Published In

Reference Services Review

Document Type

Post-Print

Publication Date

2013

Subjects

Academic library research, Librarians, Libraries & schools, Massive open online courses, Higher education

Abstract

Purpose – The article aims to report on the current development of Massive Open Online Courses (MOOCs), explore the strengths and weaknesses of MOOCs, and reflect on the possible relationships between academic libraries and MOOCs.

Design/methodology/approach – The paper is based on a mix of literature review (mostly current news) and personal observations. The author discusses the unique characteristics of MOOCs, speculates on the benefits of MOOCs on higher education, and explores the impact of MOOCs on academic libraries and how librarians can respond to it.

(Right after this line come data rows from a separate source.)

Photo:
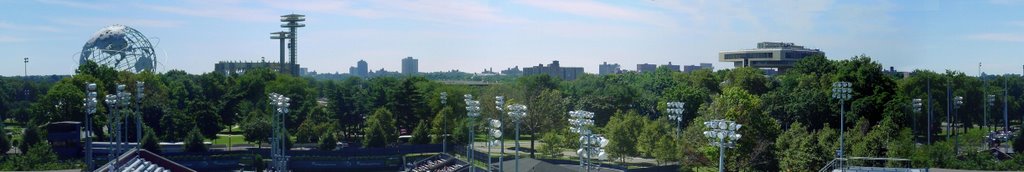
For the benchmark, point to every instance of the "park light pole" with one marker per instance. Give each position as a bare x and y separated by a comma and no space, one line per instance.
500,104
722,133
916,103
990,101
957,102
90,109
495,135
517,112
139,92
472,111
841,91
278,137
444,123
675,110
125,103
591,145
580,122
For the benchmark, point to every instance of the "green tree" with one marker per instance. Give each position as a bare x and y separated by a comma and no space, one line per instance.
814,65
256,127
151,141
410,106
421,134
194,142
651,133
62,102
622,133
176,126
545,112
796,149
551,148
754,149
31,136
665,151
380,129
311,129
38,156
442,123
328,142
206,117
750,79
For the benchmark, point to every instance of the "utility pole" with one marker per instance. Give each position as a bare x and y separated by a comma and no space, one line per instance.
26,67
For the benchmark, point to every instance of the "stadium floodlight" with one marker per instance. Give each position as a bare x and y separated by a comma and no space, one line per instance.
472,111
842,91
517,112
675,110
722,133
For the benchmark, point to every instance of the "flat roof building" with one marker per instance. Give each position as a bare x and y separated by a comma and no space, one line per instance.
360,69
646,68
702,66
780,55
554,70
608,69
672,67
228,68
410,66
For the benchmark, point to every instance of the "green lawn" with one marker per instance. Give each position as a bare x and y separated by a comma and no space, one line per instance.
223,139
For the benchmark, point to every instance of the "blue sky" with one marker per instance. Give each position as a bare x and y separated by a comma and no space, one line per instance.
474,35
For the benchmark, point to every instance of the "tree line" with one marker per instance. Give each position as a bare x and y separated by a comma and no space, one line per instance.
792,122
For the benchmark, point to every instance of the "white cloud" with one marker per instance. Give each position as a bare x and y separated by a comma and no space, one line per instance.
230,10
1005,2
602,10
10,39
25,27
1000,37
77,4
92,22
1016,23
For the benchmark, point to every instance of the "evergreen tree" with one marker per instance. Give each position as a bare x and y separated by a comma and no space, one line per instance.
380,129
421,134
328,142
194,142
31,136
150,140
442,124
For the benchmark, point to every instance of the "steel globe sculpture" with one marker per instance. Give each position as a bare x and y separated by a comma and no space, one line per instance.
120,47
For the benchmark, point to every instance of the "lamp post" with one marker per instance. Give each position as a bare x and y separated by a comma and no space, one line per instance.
443,123
841,91
675,110
112,103
500,104
494,134
722,133
90,109
517,112
957,102
26,68
990,101
278,137
125,103
139,92
591,145
916,103
472,111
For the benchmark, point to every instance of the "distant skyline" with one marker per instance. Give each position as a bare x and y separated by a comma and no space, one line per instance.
471,36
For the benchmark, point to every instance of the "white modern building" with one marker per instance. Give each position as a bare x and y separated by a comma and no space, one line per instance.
779,55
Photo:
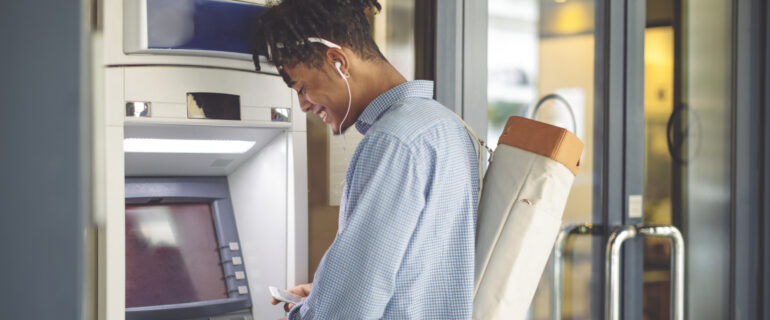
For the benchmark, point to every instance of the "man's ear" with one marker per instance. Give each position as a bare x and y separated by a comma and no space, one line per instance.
339,57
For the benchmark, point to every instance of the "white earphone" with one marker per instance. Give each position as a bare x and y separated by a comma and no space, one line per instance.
338,65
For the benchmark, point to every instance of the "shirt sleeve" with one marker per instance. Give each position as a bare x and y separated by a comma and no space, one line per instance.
357,275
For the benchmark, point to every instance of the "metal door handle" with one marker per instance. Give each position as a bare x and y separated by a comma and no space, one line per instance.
558,263
677,264
612,281
612,271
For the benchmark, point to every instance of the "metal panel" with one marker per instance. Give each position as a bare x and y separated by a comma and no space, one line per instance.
475,65
44,164
765,206
745,163
449,49
608,130
634,120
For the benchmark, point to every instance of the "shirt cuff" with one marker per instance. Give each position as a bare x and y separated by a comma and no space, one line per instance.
295,313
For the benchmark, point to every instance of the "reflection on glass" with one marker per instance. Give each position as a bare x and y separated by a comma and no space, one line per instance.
394,34
658,107
707,86
537,48
172,255
687,143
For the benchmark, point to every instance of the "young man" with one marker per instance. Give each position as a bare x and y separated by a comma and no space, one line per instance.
405,243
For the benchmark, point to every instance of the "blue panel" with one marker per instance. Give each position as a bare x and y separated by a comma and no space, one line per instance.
210,25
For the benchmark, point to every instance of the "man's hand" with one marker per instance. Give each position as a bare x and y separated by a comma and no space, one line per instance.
302,290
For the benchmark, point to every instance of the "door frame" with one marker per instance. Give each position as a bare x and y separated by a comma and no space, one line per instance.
749,168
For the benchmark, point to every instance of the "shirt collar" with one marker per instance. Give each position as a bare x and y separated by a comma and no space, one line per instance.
381,104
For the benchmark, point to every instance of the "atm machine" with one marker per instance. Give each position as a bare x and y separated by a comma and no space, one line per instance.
200,165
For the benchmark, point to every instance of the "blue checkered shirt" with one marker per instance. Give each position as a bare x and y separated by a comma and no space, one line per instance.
405,243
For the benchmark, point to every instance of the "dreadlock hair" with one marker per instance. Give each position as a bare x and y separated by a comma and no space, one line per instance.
283,30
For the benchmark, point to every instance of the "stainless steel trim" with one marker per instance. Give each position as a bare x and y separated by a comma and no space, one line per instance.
558,264
612,270
677,264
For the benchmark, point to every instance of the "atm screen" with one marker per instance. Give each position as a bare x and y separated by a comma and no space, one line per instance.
172,255
213,25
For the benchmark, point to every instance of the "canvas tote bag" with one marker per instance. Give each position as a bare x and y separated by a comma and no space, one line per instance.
523,197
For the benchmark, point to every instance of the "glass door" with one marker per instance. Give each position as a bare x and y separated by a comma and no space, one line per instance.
688,58
647,230
543,52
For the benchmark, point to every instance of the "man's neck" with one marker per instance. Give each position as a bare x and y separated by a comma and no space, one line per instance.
375,81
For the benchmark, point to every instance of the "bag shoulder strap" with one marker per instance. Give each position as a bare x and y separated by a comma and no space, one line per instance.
481,147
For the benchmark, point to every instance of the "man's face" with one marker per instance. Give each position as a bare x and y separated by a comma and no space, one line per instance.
322,92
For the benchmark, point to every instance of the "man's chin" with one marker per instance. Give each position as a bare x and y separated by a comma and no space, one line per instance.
338,132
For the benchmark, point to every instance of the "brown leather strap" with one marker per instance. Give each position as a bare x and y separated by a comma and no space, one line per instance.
543,139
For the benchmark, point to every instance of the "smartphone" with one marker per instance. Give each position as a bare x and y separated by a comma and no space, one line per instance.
283,295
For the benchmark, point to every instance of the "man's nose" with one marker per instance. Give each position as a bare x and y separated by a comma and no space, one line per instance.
304,104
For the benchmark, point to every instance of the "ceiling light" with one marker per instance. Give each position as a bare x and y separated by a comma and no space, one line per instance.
186,146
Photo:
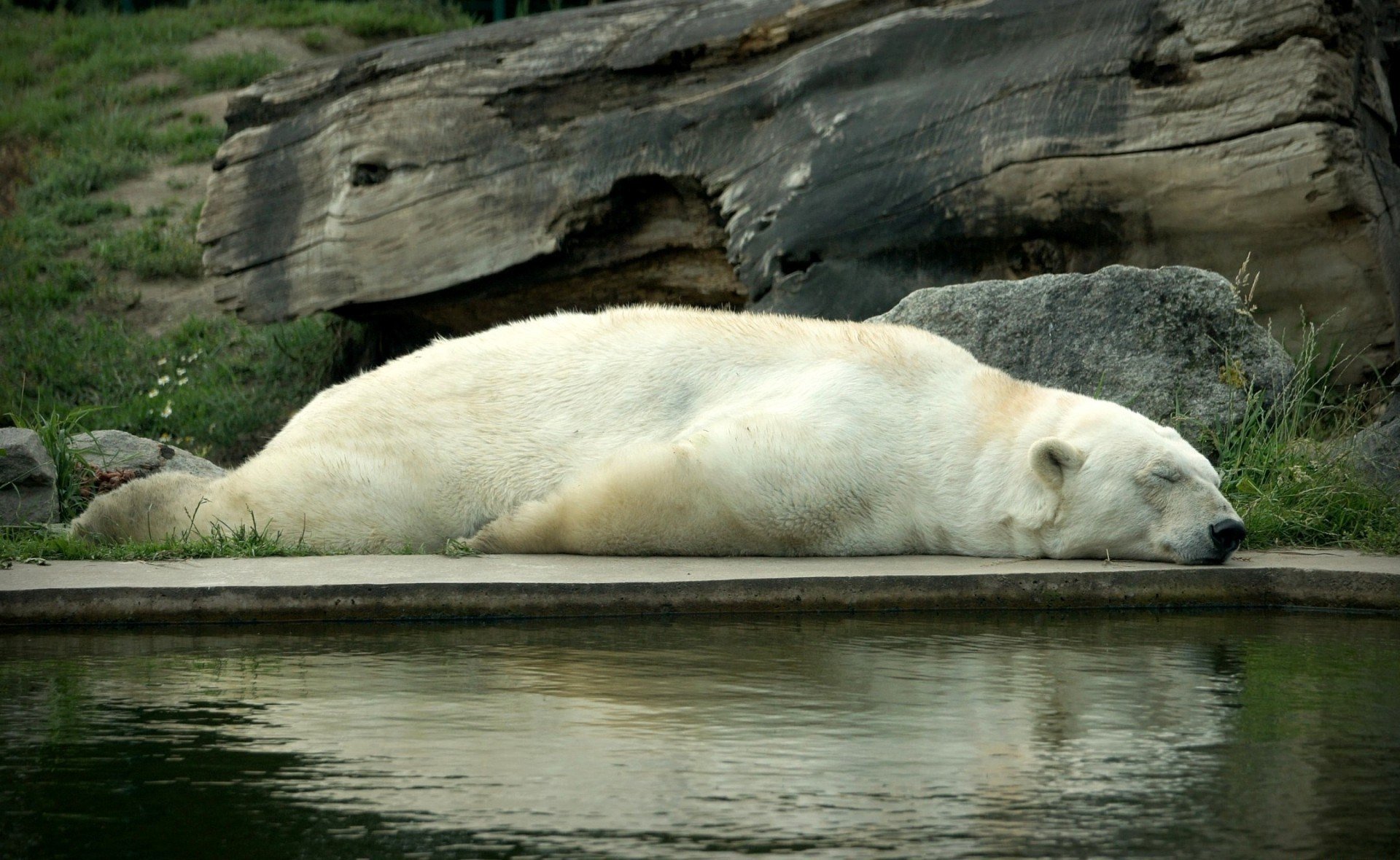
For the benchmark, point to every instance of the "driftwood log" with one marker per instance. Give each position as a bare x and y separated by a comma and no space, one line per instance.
821,157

Findings – MOOCs create global learning communities that benefit both students and universities, and generate unique challenges and opportunities for academic libraries. It is recommended that librarians stay informed of the latest developments and get involved in the MOOC movement on an institutional as well as personal level.

Research limitations/implications – Further research needs to be done to evaluate the efficacy of MOOCs (especially in the non‐STEM areas), to explore best practices in instruction design and pedagogy, and to rethink on strategic positioning of traditional universities vis‐à‐vis MOOCs.

Practical implications – The author speculates on a possible “iTunization of information” and how that might impact academic libraries as well as the open access movement. The author also calls for academic libraries to be fully engaged in the discussion and action on their own campus related to MOOCs, and to support individual librarians' exploration of MOOCs.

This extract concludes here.